Flutuando

Tem um lugar dentro de mim onde guardo muitas coisas. Eu quase nunca vou lá. 

É um lugar com uma luz baixa azulada, e bem empoeirado. Às vezes tem um som quieto, que me lembra Sigur Rós, mas na maioria das vezes, é apenas silêncio com alguns ecos de vozes que quase soam conhecidas.

Não é como se eu não gostasse de lá, porque ele também é meu, e as coisas que guardo lá, eu... Eu as amo muito. De alguma forma, elas são algumas das minhas coisas mais preciosas. É só que... é difícil de achar o caminho de lá e mais difícil ainda achar o caminho de volta.

Esse quarto, cômodo, canto, esse lugar que não tem nome tem as paredes da casa do vô Germano e também as camas do quarto dos meus tios com cheiro de roupa lavada, mas também tem o quintal da casa de Pérola, com uma mangueira enorme, e a sombra de um gato rajado. Tem o canto da sala onde me encolhi e chorei quando pedi pra levarem um brinquedo de papel que eu fiz especialmente pra vó Elza, e me disseram que ela não podia mais recebê-lo. Tem o quarto das minhas primas e os tabuleiros de jogos empoeirados que não são usados há muitos anos.

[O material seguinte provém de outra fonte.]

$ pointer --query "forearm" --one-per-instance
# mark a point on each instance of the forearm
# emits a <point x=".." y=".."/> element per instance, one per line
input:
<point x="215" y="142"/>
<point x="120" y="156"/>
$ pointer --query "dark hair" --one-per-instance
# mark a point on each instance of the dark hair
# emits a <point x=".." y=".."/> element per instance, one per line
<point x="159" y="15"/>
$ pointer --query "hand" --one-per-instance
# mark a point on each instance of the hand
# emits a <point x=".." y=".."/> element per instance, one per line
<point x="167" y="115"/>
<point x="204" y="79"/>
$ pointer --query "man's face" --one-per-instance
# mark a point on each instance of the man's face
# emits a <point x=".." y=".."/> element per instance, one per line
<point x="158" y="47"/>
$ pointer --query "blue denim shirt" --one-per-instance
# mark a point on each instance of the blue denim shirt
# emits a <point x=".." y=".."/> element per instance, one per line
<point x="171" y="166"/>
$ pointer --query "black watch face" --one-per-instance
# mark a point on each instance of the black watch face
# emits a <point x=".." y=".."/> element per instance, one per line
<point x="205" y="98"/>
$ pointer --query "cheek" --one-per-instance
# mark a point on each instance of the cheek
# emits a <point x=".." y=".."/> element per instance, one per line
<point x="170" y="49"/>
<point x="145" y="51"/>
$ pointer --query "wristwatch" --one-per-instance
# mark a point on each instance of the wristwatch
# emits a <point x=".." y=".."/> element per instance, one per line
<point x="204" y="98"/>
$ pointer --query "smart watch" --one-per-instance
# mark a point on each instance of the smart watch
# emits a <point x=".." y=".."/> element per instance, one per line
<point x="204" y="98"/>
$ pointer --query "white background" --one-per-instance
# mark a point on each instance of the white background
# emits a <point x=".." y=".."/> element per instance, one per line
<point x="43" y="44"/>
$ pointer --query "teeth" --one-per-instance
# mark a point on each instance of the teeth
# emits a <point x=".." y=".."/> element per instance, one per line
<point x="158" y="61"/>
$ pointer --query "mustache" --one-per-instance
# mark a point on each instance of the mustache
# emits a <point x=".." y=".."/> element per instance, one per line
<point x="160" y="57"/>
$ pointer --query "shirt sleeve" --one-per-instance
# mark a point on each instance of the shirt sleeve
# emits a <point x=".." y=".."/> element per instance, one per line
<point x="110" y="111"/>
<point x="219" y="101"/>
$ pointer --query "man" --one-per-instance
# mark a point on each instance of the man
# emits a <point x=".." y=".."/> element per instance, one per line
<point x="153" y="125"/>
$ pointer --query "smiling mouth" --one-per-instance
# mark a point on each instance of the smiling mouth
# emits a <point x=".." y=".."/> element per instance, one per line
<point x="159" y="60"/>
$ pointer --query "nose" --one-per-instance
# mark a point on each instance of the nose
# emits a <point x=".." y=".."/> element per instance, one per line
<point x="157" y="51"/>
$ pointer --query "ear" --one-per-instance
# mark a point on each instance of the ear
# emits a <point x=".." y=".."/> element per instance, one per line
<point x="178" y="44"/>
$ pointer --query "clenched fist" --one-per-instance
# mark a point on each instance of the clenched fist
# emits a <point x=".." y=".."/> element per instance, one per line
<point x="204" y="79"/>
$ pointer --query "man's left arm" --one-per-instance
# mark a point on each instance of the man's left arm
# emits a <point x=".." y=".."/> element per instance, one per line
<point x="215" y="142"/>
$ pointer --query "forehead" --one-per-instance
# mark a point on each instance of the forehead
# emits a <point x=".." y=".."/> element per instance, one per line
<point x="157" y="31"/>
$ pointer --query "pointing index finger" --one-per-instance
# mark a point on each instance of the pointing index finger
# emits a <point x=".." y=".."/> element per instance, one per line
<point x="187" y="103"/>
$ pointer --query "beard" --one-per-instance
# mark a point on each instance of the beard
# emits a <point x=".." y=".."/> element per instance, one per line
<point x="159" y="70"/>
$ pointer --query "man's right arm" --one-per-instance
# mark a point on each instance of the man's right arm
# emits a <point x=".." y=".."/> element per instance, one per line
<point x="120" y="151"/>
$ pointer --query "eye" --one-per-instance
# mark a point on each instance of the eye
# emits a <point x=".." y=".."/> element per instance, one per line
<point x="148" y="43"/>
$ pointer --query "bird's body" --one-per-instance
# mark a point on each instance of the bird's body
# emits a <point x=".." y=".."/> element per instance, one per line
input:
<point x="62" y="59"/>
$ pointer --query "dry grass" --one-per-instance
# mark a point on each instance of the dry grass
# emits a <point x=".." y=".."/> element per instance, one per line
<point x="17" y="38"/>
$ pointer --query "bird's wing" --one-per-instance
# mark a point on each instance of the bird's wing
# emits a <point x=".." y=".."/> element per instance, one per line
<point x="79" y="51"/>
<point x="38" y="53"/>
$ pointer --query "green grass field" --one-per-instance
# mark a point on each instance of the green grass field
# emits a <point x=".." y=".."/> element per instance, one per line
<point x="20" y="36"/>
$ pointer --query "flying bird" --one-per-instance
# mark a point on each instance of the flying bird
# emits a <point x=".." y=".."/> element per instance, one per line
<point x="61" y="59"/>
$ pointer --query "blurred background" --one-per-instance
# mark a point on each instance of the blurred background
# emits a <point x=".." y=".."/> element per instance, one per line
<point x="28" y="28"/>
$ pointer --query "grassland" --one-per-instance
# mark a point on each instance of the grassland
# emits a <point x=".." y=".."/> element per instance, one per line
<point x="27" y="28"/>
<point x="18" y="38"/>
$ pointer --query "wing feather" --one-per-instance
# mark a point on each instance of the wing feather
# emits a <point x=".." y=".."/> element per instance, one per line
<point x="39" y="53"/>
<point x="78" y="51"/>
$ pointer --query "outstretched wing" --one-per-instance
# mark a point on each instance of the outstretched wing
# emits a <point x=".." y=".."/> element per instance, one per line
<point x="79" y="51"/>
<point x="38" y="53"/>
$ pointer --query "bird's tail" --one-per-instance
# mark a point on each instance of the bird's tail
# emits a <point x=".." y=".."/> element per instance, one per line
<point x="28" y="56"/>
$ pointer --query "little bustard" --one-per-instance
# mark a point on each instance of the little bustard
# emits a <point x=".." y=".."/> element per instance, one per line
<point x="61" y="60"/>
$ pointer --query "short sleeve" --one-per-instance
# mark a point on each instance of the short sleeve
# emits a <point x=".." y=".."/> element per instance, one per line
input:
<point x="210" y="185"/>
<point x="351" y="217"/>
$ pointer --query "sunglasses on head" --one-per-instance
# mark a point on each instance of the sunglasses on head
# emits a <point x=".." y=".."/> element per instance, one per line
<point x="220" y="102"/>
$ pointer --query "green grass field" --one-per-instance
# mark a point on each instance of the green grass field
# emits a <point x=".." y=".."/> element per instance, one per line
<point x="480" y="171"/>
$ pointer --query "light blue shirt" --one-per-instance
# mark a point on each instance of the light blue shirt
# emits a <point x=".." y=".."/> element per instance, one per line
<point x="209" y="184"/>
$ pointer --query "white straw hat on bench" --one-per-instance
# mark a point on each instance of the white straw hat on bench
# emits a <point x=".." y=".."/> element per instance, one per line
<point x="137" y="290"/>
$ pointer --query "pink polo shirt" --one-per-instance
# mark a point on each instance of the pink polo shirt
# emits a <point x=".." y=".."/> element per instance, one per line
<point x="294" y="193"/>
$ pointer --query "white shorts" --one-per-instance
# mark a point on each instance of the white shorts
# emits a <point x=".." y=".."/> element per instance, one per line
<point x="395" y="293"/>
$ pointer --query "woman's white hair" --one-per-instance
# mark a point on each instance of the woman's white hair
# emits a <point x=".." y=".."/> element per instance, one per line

É bem difícil caminhar por lá, eu sempre tropeço em pedaços esquecidos. Ontem mesmo eu me deparei com uma rede - não sei ao certo se era a da casa da Praia Grande, ou a da chácara da tia Márcia, mas algo pequeno e de cabelos cacheados e muito loiros dormia profundamente dentro dela. Resolvi não acordá-la, o que quer que fosse.

A meia-luz parece vir de uma janela com persianas que me lembram as que me observaram estudar durante horas a fio, e as mesmas que me viram escrever contos e histórias durante tantos anos.

As minhas visitas a esse lugar não são planejadas e eu não consigo medir quanto tempo preciso ficar lá. Ele me inebria, me faz confusa. Eu me esqueço por onde entrei.

Quando venho pra cá, sou tomada por uma canção surda que me cala - as palavras aqui não têm significado ou som. Por aqui, são só cheiros e sons. Eles me embalam num torpor levemente adocicado.

Olha ali - hoje vejo aquela antiga cama dos meus pais. Deito nela, sozinha, e a sinto flutuando numa água salgada e translúcida, que continua fluindo em pequenas, mas infinitas gotas. Se eu mantiver meus olhos fechados, talvez consiga continuar flutuando aqui por um tempo... Talvez eu não precise voltar. Talvez eu fique aqui com todas essas coisas. Só eu e elas. Talvez eu seja uma delas?